The total number of votes in this system is 115, so if the quota is a simple majority, we have the following weighted voting system:

\begin{equation*} [58: 31, 31, 28, 21, 2, 2] \end{equation*}

This system has many winning coalitions, listed below using the abbreviations from the table above. As usual, the critical players in each coalition are underlined.

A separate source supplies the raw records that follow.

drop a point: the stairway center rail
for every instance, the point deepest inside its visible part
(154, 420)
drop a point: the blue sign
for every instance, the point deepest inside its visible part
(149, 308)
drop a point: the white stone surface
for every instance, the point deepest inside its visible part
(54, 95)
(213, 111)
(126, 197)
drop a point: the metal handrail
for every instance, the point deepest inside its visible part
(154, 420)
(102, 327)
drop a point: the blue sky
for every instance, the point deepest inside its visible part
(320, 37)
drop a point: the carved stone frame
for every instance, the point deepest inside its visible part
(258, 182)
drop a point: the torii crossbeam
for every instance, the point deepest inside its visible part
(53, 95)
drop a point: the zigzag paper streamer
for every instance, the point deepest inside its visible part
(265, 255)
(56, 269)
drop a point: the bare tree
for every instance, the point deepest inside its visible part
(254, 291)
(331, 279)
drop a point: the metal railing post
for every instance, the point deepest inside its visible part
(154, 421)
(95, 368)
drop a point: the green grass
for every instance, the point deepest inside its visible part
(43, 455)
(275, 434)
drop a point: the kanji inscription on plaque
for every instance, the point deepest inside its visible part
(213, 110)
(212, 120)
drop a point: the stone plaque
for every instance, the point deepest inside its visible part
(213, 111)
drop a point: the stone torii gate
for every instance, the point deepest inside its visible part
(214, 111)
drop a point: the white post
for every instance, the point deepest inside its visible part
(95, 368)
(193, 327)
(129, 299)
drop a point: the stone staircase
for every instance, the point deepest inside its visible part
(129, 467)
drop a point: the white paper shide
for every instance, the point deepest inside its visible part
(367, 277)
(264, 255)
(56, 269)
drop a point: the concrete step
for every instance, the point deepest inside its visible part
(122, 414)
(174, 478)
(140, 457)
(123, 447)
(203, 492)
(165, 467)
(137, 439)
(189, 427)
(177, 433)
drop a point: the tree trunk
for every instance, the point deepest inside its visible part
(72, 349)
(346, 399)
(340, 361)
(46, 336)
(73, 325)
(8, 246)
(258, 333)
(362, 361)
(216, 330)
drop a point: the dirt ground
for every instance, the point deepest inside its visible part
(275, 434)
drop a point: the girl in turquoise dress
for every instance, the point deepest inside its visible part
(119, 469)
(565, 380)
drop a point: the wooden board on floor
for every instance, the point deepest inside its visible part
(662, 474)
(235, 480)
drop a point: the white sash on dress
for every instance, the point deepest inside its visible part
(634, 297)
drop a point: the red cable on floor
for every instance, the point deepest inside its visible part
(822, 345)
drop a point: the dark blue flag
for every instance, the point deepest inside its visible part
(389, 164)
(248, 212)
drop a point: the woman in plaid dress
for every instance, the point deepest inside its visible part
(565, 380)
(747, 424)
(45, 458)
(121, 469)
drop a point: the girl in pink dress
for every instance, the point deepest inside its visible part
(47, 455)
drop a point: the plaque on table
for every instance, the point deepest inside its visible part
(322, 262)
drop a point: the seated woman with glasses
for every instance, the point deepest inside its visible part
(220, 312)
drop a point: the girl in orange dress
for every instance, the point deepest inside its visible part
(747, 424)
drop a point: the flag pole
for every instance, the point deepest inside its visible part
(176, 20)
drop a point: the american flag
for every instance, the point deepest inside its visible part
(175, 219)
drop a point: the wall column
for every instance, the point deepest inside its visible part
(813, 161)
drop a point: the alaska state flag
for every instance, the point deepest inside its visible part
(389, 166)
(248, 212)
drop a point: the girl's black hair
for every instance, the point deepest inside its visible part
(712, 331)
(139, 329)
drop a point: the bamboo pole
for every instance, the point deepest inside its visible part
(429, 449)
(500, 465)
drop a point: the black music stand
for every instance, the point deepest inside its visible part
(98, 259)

\begin{align*} \amp\{H1, H2, OB, NH, LB, GC\}\amp \amp\{\underline{\smash{H1}}, \underline{\smash{H2}}, NH, LB\}\amp \amp\{\underline{\smash{H1}}, \underline{\smash{H2}}, NH\}\amp\\ \amp\{H1, H2, OB, NH, GC\}\amp \amp\{\underline{\smash{H1}}, \underline{\smash{H2}}, NH, GC\}\amp \amp\{\underline{\smash{H1}}, \underline{\smash{H2}}, LB\}\amp\\ \amp\{H1, H2, OB, NH, LB\}\amp \amp\{\underline{\smash{H1}}, \underline{\smash{H2}}, LB, GC\}\amp \amp\{\underline{\smash{H1}}, \underline{\smash{H2}}, GC\}\amp\\ \amp\{\underline{\smash{H1}}, \underline{\smash{H2}}, NH, LB, GC\}\amp \amp\{\underline{\smash{H1}}, \underline{\smash{OB}}, NH, LB\}\amp \amp\{\underline{\smash{H1}}, \underline{\smash{OB}}, NH\}\amp\\ \amp\{\underline{\smash{H1}}, \underline{\smash{OB}}, NH, LB, GC\}\amp \amp\{\underline{\smash{H1}}, \underline{\smash{OB}}, NH, GC\}\amp \amp\{\underline{\smash{H1}}, \underline{\smash{OB}}, LB\}\amp\\ \amp\{\underline{\smash{H2}}, \underline{\smash{OB}}, NH, LB, GC\}\amp \amp\{\underline{\smash{H1}}, \underline{\smash{OB}}, LB, GC\}\amp \amp\{\underline{\smash{H1}}, \underline{\smash{OB}}, GC\}\amp\\ \amp\{H1, H2, OB, NH\}\amp \amp\{\underline{\smash{H2}}, \underline{\smash{OB}}, NH, LB\}\amp \amp\{\underline{\smash{H2}}, \underline{\smash{OB}}, NH\}\amp\\ \amp\{H1, H2, OB, LB\}\amp \amp\{\underline{\smash{H2}}, \underline{\smash{OB}}, NH, GC\}\amp \amp\{\underline{\smash{H2}}, \underline{\smash{OB}}, LB\}\amp\\ \amp\{H1, H2, OB, GC\}\amp \amp\{\underline{\smash{H2}}, \underline{\smash{OB}}, LB, GC\}\amp \amp\{\underline{\smash{H2}}, \underline{\smash{OB}}, GC\}\amp\\ \amp\amp \amp\amp \amp\{H1, H2, OB\}\amp\\ \amp\{\underline{\smash{H1}}, \underline{\smash{H2}}\}\\ \amp\{\underline{\smash{H1}}, \underline{\smash{OB}}\}\\ \amp\{\underline{\smash{H2}}, \underline{\smash{OB}}\}\\ \end{align*}

This gives us the following Banzhaf scores and Banzhaf power index for each district:

Players (the districts) Banzhaf score Banzhaf power index
Hempstead #1 16 \(\frac{16}{48}=\frac{1}{3}=33.3\%\)
Hempstead #2 16 \(\frac{16}{48}=\frac{1}{3}=33.3\%\)
Oyster Bay 16 \(\frac{16}{48}=\frac{1}{3}=33.3\%\)
North Hempstead 0 \(\frac{0}{48}=0=0\%\)
Long Beach 0 \(\frac{0}{48}=0=0\%\)
Glen Cove 0 \(\frac{0}{48}=0=0\%\)
Total power score: \(16+16+16=48\)
Table8.11

It turns out that the three smaller districts are dummies. Any winning coalition requires two of the larger districts.

The weighted voting system that Americans are most familiar with is the Electoral College system used to elect the President. In the Electoral College, states are given a number of votes equal to the number of their congressional representatives (house + senate). Most states give all their electoral votes to the candidate that wins a majority in their state, turning the Electoral College into a weighted voting system, in which the states are the players. As I'm sure you can imagine, there are billions of possible winning coalitions, so the power index for the Electoral College has to be computed by a computer using approximation techniques.